Ikuntji Artists: From Country to runway
In 2023, a small Aboriginal art centre from the remote Western Desert appeared on the Australian Fashion Week runway for the first time. The community of Haasts Bluff sits more than 200 km west of Alice Springs – and yet its artists, their designs carrying Tjukurrpa and deep connection to Country, had made it to one of Australia’s most watched fashion stages.
For Roseranna Larry, Chairperson of Ikuntji Artists Aboriginal Corporation, it was a moment that carried the weight of more than three decades of history.
‘Wearing Ikuntji designs makes me feel proud. It keeps alive the strong history that my grandmother started,’ says Roseranna.
A women-led beginning
That history begins in 1992, when women gathered to paint and screen print at a community hub as part of an adult education program. Esther Jugadai, then council president, was instrumental in establishing the women’s centre that would become Ikuntji Artists. At the time, men dominated the mainstream painting movement in the region. This was different – women-led, built around what the community actually needed, and quietly advancing something bigger: recognition, independence, and a space that belonged to them.
Ikuntji artists at Australian Fashion Week
The influence travelled beyond Haasts Bluff. Women from Ikuntji have a long history of reaching out across the Western Desert, supporting other communities to establish their own ways of working in the arts.
Running on their own terms
For its first years, Ikuntji operated under council control. Income didn’t flow directly back to the community, and the art centre had little say over its own direction.
In 2005, that changed. Ikuntji Artists incorporated as its own organisation – no longer ‘the women’s centre’ under the council structure, but a community-owned corporation setting its own vision, controlling its own finances, and governed by a board of local artists representing around 100 members.
Community decides what matters, what comes next, and how the outside world engages. Being Aboriginal-owned means having a real say – not just economically, but as a cultural organisation, about what people want and how culture is led.
From T-shirts to textiles
The screen-printed T-shirts that started it all in 1992 never really went away. In 2016, a $5,000 grant gave the art centre a chance to build on that tradition more deliberately, taking bold designs rooted in Tjukurrpa and Country, and moving them into a new form.
Working with the Batchelor Institute, artists and art centre workers learnt to create repeat patterns, sew, and finish garments. The community documented the whole process in the book Ikuntji Textiles – because the knowledge of what it takes to create fashion from Country and culture was worth recording.
From that small beginning, Ikuntji has become a leader in Indigenous fashion among art centres in Australia. Last year, that work was formalised with the launch of its own label, Ikuntji Designs.
Staying in control
As the label grows, manufacturing is outsourced to keep pace with demand. But the decisions – and the intellectual property – stay on Country. Members carefully consider every partnership, making sure artists and culture are protected.

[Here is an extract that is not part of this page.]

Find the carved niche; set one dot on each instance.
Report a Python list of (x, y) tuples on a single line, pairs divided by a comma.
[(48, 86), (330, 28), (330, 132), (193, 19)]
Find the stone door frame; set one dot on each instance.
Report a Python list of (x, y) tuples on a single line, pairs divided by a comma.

‘Whoever we work with, the key non-negotiable is that all copyright and Indigenous cultural IP stay with the artists,’ says Dr Chrischona Schmidt, who has managed Ikuntji Artists since 2012.
People across Australia now spot Ikuntji designs on the street. For Chrischona, the impact goes well beyond the commercial.
‘You can’t really put a financial value on what it means for artists to wear their own designs on that runway. It’s about confidence, pride, storytelling, and the ripple effect that still continues in the community and beyond.’
Ikuntji artists at Australian Fashion Week
And for Roseranna, whose grandmother helped build this more than 30 years ago, that ripple is deeply personal.
From a women’s centre under a remote community council to the Australian Fashion Week runway – the distance Ikuntji has travelled is more than geographical.